Mr. Bower shakes his head vehemently and points back at the object she dropped. Lila fetches it and brushes off years of caked on dirt. The writing has faded, but the tin retains some of the yellow backing on the brushed metal. Red writing spells out “Lipton’s Finest Tea.” She tries to pry the lid loose, but it is on too tightly.
She recalls summer lemonade stands at her house with Miles where they’d mix Lipton’s Iced Tea with lemonade and were convinced they’d invented the greatest drink on the planet. After far too many cups and the subsequent caffeine overdose and sugar crash, Lila’s mom started keeping the Lipton Tea in the highest cabinet in the kitchen.
She passes the tin to Mr. Bower and sits opposite him in the canoe. His hands shake as he looks at it.
“This was always Flora’s favorite brand. She would mix it with lemon sweet and swear she’d make a killing someday when she sold the idea.” His eyes widen in awe as he weighs the tin in his hand. He reaches for his pocketknife and slides the tip between the seam where the lid meets the box.
Lila can’t imagine what Mr. Bower must be feeling. She and her friends had only been apart for a year. And sure, they didn’t have the summer together and they didn’t talk as much as they used to, but they all did still find time for each other. When Lila’s 20th birthday came around, Jamie sent everyone a care package with a board game and tons of candy so they could all play together over video message. Whenever Conor found a good smut book, she was always the first person he told. Viv had invited her to New York so many times, but Lila was always the one making the excuse why she couldn’t go. And Adam made good on a lost bet from years earlier- when he caught his first touchdown as a D1 athlete, he did the Beyonce Single Ladies dance in the endzone. It became a meme and even made it on to ESPN’s Top 10 Plays of the week. And Miles wrote whenever he could. The letters didn’t come frequently, but when they did, the envelope was stuffed full of so many sheets of paper, they almost always needed two stamps.

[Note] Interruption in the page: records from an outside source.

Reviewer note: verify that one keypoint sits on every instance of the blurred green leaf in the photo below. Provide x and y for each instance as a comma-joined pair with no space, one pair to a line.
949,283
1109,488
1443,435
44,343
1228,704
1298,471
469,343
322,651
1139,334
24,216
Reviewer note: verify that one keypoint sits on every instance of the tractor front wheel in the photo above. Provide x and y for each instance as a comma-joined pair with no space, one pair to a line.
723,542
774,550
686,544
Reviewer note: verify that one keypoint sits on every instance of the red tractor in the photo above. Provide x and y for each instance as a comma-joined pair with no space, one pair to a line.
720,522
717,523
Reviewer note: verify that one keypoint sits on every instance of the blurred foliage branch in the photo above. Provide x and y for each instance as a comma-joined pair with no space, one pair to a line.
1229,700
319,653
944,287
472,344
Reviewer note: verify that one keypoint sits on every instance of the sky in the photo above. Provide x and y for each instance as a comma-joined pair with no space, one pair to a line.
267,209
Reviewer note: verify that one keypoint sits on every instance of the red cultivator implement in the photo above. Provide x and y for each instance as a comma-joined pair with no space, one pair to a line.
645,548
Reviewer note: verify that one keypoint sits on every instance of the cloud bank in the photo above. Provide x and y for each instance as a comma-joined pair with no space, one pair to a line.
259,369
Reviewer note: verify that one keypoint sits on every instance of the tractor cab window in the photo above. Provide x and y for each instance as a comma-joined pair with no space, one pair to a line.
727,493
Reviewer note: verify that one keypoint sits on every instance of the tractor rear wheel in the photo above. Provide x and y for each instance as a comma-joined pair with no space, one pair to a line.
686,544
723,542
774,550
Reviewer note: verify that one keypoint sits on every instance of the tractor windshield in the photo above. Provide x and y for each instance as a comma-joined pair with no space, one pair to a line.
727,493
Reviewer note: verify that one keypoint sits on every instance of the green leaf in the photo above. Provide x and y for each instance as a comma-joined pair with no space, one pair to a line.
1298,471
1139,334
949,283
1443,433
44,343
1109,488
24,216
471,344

The scrape of the knife on metal pulls Lila back to the present as Mr. Bower manages to open the tin. The lid crashes to the ground and the tin almost topples over before Mr. Bower manages to right it and clutch it to his chest like a precious treasure.
Moving slowly in case the contents are fragile, he lays them out on his lap. There are three typed sheets of paper, each yellowed with age. They are unsigned, but each bears a date- October 1953, June 1956, and August 1958. He raises his hand to his mouth as he takes in the words he never knew were there.
Lila watches in awe as he carefully folds the letters away, returns the lid to the tin, and tucks them under his feet. She can see a vein thrumming in his neck and a frantic edge to his expression.
“Could we head back please?” His voice is calm, but almost too calm. He clears his throat and asks, “Do you know how to use the internet to search for someone?”
Lila grins and gives a hard shove of the canoe and starts stroking their way back to the dock. “I thought youth is wasted on the young.”
Mr. Bower holds both his arms out in the wind as they race back to their shore. “Young or old… sometimes, it’s never too late.”